Earth’s poles are undergoing simultaneous freakish extreme heat with parts of Antarctica more than 70 degrees Fahrenheit warmer than average and areas of the Arctic more than 50 degrees warmer than average. 

It caught officials at the National Snow and Ice Data Center in Boulder, Colorado, by surprise because they were paying attention to the Arctic where it was 50 degrees warmer than average and areas around the North Pole were nearing or at the melting point, which is really unusual for mid-March.

They are opposite seasons. You don’t see the north and the south (poles) both melting at the same time.  It’s definitely an unusual occurrence.  Not a good sign when you see that sort of thing happen. What happened in Antarctica is probably just a random weather event and not a sign of climate change.  But if it happens again or repeatedly then it might be something to worry about and part of global warming.
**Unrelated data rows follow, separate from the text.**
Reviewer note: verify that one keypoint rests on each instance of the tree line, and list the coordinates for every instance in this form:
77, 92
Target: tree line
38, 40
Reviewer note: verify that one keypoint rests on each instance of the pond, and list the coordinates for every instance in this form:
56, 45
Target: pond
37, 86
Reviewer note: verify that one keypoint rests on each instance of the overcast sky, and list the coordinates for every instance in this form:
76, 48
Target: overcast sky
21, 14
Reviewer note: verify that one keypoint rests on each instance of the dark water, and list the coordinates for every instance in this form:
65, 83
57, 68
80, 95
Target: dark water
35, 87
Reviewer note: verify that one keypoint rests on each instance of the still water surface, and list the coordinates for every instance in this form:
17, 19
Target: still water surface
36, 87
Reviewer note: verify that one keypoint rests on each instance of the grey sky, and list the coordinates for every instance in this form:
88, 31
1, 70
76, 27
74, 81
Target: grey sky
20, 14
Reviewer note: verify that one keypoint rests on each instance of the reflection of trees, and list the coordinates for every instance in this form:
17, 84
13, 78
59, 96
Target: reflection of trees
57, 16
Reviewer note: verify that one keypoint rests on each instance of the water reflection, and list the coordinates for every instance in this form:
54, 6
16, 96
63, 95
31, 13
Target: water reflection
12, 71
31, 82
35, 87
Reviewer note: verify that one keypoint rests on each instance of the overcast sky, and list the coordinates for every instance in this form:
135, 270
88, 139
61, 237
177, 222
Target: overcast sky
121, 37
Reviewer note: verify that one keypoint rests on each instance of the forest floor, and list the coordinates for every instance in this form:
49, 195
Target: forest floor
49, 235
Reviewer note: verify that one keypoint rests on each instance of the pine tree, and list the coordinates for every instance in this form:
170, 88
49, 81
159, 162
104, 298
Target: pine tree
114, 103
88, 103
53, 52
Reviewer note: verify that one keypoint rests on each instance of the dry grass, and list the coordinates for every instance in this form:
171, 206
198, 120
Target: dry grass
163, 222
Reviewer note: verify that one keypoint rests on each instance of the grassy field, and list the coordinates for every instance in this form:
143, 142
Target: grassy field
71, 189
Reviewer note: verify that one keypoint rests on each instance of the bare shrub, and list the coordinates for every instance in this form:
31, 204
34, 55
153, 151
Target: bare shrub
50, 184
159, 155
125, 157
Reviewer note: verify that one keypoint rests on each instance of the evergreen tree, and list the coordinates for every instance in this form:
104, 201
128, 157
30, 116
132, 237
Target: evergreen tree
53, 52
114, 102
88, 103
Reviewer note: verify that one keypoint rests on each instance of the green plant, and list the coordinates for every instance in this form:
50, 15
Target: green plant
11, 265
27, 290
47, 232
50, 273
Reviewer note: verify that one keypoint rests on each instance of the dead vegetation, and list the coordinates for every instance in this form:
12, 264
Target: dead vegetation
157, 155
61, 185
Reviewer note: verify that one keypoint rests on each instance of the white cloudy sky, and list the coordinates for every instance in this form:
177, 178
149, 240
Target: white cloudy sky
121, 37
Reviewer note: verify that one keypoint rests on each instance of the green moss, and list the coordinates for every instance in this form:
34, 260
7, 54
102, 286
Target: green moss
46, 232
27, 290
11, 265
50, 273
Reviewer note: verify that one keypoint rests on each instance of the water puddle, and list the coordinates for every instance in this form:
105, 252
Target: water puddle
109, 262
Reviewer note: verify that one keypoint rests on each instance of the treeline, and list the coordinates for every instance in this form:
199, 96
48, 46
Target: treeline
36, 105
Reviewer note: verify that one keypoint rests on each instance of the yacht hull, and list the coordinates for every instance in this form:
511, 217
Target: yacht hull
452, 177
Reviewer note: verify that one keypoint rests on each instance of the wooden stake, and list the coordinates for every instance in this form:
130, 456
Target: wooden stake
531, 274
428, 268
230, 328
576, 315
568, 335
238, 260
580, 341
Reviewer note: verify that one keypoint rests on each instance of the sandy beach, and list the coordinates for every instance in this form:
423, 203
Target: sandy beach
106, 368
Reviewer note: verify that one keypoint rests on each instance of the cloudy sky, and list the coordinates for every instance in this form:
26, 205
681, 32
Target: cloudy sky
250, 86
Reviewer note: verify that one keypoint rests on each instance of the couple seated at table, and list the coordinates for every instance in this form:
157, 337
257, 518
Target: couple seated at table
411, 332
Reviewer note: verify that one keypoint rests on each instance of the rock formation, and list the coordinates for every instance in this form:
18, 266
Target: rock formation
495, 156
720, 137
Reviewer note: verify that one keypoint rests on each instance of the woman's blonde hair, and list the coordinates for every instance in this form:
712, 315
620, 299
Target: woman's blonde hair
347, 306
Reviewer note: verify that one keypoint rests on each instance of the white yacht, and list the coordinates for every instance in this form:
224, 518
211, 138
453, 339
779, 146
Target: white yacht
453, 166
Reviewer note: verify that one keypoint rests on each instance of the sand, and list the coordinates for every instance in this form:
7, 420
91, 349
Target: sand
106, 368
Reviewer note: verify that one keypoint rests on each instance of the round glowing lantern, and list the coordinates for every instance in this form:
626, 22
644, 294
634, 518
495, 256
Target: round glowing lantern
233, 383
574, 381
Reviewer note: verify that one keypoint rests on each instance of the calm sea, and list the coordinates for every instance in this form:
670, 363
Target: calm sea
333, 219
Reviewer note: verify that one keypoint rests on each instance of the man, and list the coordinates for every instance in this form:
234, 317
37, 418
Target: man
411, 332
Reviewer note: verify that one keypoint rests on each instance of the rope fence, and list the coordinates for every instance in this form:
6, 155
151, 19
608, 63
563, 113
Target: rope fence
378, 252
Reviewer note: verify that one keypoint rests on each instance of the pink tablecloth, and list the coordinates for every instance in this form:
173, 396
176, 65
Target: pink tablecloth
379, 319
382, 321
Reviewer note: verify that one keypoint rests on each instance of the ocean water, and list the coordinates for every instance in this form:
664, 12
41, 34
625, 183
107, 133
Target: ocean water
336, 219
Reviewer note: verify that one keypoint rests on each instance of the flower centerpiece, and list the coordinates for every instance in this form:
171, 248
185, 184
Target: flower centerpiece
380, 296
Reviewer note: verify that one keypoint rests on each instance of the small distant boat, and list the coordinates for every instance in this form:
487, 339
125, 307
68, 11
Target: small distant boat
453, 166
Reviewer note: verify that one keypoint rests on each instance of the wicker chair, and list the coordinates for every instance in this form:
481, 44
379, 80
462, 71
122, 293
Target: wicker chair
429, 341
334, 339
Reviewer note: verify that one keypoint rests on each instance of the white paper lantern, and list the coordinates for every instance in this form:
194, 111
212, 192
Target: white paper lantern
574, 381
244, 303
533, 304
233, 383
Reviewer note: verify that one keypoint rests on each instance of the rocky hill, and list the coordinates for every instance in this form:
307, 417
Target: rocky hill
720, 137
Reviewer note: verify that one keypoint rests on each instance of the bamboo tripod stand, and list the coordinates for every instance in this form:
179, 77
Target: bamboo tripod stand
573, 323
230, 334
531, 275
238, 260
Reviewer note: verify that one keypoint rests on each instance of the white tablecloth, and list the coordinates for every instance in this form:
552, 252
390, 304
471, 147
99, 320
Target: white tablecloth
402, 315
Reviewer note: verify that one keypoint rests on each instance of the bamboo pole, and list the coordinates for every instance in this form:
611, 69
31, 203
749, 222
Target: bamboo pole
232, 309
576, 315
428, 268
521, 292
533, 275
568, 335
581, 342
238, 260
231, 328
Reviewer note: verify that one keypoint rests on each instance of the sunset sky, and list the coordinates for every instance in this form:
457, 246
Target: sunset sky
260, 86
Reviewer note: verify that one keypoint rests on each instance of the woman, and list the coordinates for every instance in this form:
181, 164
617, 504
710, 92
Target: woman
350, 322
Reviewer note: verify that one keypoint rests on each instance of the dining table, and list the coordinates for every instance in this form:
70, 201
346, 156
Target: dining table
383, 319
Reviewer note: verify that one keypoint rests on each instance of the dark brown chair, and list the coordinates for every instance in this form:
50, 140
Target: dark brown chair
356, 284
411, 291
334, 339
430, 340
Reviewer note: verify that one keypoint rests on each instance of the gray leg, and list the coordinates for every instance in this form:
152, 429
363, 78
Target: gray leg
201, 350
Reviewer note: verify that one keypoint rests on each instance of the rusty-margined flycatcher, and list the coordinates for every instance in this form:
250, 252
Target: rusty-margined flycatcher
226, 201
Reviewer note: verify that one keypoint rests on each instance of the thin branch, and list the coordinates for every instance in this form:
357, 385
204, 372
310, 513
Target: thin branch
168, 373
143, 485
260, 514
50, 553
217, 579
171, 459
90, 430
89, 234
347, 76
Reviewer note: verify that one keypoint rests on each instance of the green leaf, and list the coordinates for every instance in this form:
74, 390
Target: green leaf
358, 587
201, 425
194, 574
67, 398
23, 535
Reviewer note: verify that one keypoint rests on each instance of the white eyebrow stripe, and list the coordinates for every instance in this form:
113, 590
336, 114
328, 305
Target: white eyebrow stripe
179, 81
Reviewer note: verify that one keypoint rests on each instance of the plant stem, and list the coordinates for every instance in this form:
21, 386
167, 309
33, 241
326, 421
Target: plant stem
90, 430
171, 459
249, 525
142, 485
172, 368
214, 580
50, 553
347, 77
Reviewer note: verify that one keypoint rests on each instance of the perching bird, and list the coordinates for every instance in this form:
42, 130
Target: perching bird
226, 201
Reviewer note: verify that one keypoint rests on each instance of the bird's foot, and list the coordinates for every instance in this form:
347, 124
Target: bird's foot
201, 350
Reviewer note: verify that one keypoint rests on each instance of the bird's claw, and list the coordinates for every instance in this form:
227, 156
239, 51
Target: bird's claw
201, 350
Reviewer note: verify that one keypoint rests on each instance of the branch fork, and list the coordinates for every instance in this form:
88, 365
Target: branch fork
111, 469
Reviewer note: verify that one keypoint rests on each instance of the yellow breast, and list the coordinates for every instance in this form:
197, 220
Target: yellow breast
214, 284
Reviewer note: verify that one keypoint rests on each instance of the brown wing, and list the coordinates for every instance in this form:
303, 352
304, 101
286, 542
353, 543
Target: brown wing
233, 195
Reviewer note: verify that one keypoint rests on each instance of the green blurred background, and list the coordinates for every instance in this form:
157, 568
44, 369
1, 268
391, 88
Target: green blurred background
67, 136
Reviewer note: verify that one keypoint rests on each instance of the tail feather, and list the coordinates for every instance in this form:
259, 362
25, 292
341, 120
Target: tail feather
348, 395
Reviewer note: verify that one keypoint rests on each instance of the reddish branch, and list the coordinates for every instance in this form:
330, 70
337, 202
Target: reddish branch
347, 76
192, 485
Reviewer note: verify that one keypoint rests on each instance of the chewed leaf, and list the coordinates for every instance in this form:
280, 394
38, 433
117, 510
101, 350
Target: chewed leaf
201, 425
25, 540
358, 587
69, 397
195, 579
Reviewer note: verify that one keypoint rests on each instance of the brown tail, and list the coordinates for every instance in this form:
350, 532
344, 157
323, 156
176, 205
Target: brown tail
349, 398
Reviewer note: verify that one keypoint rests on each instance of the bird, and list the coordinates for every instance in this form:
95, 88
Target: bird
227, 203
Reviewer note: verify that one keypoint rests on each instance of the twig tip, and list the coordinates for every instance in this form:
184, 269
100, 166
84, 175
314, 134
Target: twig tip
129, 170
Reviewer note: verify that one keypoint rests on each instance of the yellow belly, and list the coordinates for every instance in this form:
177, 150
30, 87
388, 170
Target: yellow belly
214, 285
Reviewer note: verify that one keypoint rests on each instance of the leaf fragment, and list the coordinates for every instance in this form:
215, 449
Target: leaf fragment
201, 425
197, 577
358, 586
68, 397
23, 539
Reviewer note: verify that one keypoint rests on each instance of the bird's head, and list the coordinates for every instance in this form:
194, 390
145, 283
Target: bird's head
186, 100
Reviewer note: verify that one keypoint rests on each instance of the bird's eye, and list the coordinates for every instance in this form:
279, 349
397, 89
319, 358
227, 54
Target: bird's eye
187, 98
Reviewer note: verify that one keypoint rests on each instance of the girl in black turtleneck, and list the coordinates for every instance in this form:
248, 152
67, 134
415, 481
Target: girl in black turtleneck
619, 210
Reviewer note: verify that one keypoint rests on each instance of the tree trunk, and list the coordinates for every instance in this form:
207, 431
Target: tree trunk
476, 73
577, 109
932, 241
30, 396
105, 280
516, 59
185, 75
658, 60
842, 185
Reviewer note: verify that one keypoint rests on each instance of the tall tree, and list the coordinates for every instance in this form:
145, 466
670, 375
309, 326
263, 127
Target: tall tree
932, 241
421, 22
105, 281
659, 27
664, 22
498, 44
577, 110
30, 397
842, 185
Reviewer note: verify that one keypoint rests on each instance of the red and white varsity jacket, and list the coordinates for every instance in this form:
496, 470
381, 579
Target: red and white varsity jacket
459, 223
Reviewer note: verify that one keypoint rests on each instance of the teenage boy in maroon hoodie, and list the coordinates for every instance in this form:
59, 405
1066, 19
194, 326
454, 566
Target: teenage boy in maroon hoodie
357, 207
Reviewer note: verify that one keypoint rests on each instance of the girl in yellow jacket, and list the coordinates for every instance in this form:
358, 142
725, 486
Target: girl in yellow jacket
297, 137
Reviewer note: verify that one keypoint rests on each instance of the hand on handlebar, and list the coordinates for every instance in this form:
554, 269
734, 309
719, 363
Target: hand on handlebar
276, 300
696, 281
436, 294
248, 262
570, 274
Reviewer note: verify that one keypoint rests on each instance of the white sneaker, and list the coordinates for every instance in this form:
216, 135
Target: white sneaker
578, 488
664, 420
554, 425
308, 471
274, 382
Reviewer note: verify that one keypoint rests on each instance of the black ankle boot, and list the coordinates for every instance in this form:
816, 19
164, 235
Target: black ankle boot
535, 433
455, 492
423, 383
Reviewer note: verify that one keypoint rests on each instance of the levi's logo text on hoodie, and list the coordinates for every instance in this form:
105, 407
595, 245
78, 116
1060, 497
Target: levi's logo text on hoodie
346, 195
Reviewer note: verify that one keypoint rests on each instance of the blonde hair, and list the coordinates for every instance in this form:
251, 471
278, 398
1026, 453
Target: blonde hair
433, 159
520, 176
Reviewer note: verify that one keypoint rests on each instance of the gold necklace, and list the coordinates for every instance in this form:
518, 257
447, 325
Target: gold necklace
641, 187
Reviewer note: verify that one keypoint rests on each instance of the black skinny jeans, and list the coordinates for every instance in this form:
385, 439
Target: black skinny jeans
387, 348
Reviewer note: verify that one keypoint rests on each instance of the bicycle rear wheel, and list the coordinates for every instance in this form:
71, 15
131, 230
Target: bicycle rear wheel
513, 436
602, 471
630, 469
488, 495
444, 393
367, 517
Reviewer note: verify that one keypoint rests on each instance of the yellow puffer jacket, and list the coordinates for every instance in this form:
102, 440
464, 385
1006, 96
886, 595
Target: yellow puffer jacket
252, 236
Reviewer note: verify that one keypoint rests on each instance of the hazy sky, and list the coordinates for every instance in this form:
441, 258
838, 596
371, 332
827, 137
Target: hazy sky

The Antarctic continent as a whole on Friday (3/18/22) was about 8.6 degrees warmer than a baseline temperature between 1979 and 2000.  On Friday the Arctic as a whole was 6 degrees warmer than the 1979 to 2000 average.  By comparison, the world as a whole was only 1.1 degrees above the 1979 to 2000 average. Globally the 1979 to 2000 average is about half a degree warmer than the 20th century average.

What likely happened was “a big atmospheric river” pumped in warm and moist air from the Pacific southward.  And in the Arctic, which has been warming two to three times faster than the rest of the globe and is considered vulnerable to climate change, warm Atlantic air was coming north off the coast of Greenland.